The 888-foot aircraft carrier slipped under the Harbor Bridge at about 1:15 p.m. Wednesday, headed for Texas Docks & Rail. Contractors will spend the next six months removing solvents and asbestos from the Oriskany so it can be made into an artificial reef.
Five states are competing for the right to sink the Oriskany off their shores, including Texas. If the state Parks & Wildlife Department gets the ship, it will be sunk offshore of Corpus Christi. A U.S. Maritime Administration official said the agency would decide on a place in early February.
Wicker boarded the Lexington Museum on the Bay to see the Oriskany plow through the turquoise water one last time. On the Lexington, Wicker met Bill Noonan, a 62-year-old retired sailor who served on the Oriskany in 1963 and in 1976, when the ship was decommissioned. He now works as a senior administrative assistant at the Corpus Christi Police Department.
"I told my boss that I had to get the day off," Noonan said.
He admitted that seeing the ship brings back memories.
"It makes the heart go pitter-patter," Noonan said.

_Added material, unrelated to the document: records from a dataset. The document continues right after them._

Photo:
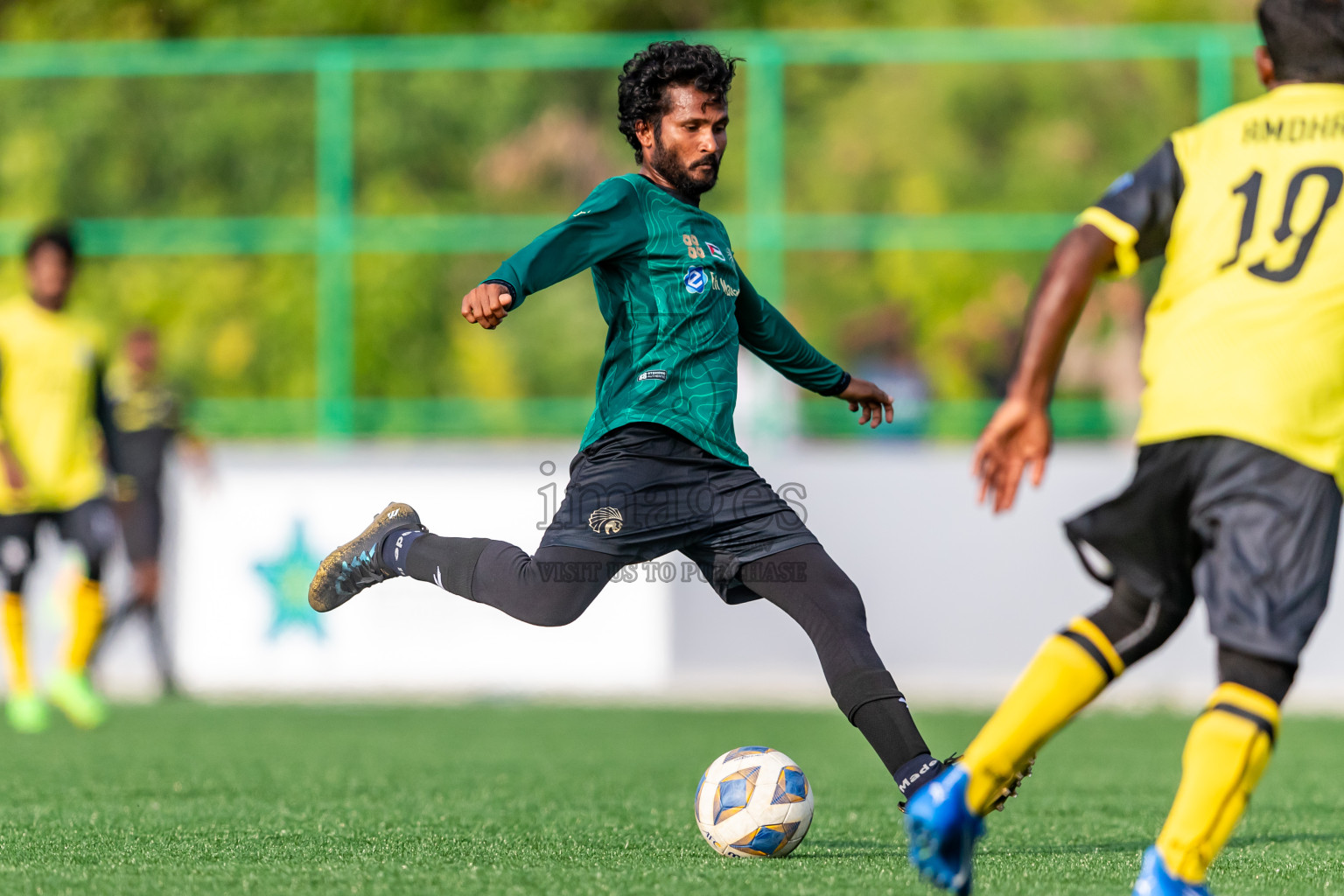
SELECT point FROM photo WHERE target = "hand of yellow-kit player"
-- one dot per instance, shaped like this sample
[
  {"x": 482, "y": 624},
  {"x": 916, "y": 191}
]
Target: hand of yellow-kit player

Noonan was a public affairs officer for 21 years in the Navy, and he was aboard the ship in 1963 when President John F. Kennedy came aboard.
While stepping through an oval-shaped USS Lexington doorway that was too short for most grown men, Wicker remembered the Oriskany being filled with sailors when he was on board.

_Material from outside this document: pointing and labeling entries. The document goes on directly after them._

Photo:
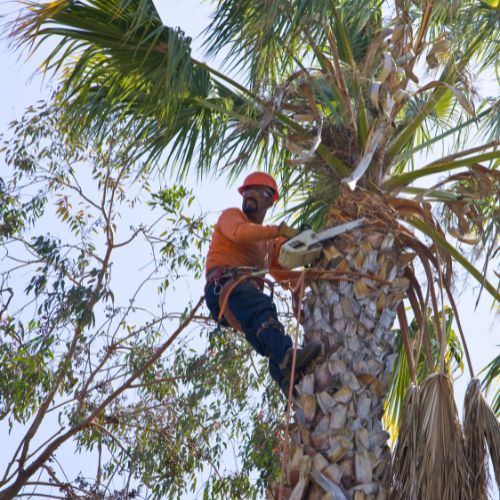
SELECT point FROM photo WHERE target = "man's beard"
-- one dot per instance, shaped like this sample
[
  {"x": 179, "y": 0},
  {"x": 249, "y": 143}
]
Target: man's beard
[{"x": 249, "y": 209}]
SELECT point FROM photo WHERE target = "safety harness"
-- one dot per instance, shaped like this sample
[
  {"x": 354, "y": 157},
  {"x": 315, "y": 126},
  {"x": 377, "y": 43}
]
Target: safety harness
[{"x": 235, "y": 276}]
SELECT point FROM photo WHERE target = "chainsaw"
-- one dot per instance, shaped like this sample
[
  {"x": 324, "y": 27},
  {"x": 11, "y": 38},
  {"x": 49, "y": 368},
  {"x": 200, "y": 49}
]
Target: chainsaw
[{"x": 305, "y": 248}]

"They'd call general quarters and you had to be at your battle stations," Wicker said. "In three minutes all the doors locked, so streams of people were scurrying through."
No museum or scrap pile
Wicker and Noonan agree that sinking the Oriskany is an appropriate end. For years after it was decommissioned, sailors who had been aboard the ship tried to make it into a museum. The ship was sold to a scrap metal company that abandoned the project because taking out all the asbestos was too expensive, Lee Puglia, past president of the Oriskany Reunion Association said in December.
Now the Navy is paying a Brownsville company and a Florida company $2.19 million to prepare the ship to be sunk.
Visitors welcome
During the ship's stay in Corpus Christi, the public will not be allowed to board the Oriskany for safety reasons, said Steven Childers, operations manager at Texas Docks & Rail. However, people will be allowed to see the ship and take pictures once the Oriskany is settled-in next week, Childers said.After the Oriskany ducked under the Harbor Bridge and slipped out of view, Wicker and Noonan walked down into the Lexington. While talking with some people, Wicker heard some mournful music.
One of the museum exhibits had a television screen that was playing video of a lone sailor playing taps on his bugle.
"Save that for when they sink it," Wicker said.
Contact Matthew Sturdevant _at 886-3778 or sturdevantm@caller.com
Sad to see her go, but my gracious, she's had a stay of execution for a long time. The Chicago was razorblades long ago. Sic transit gloria and all that.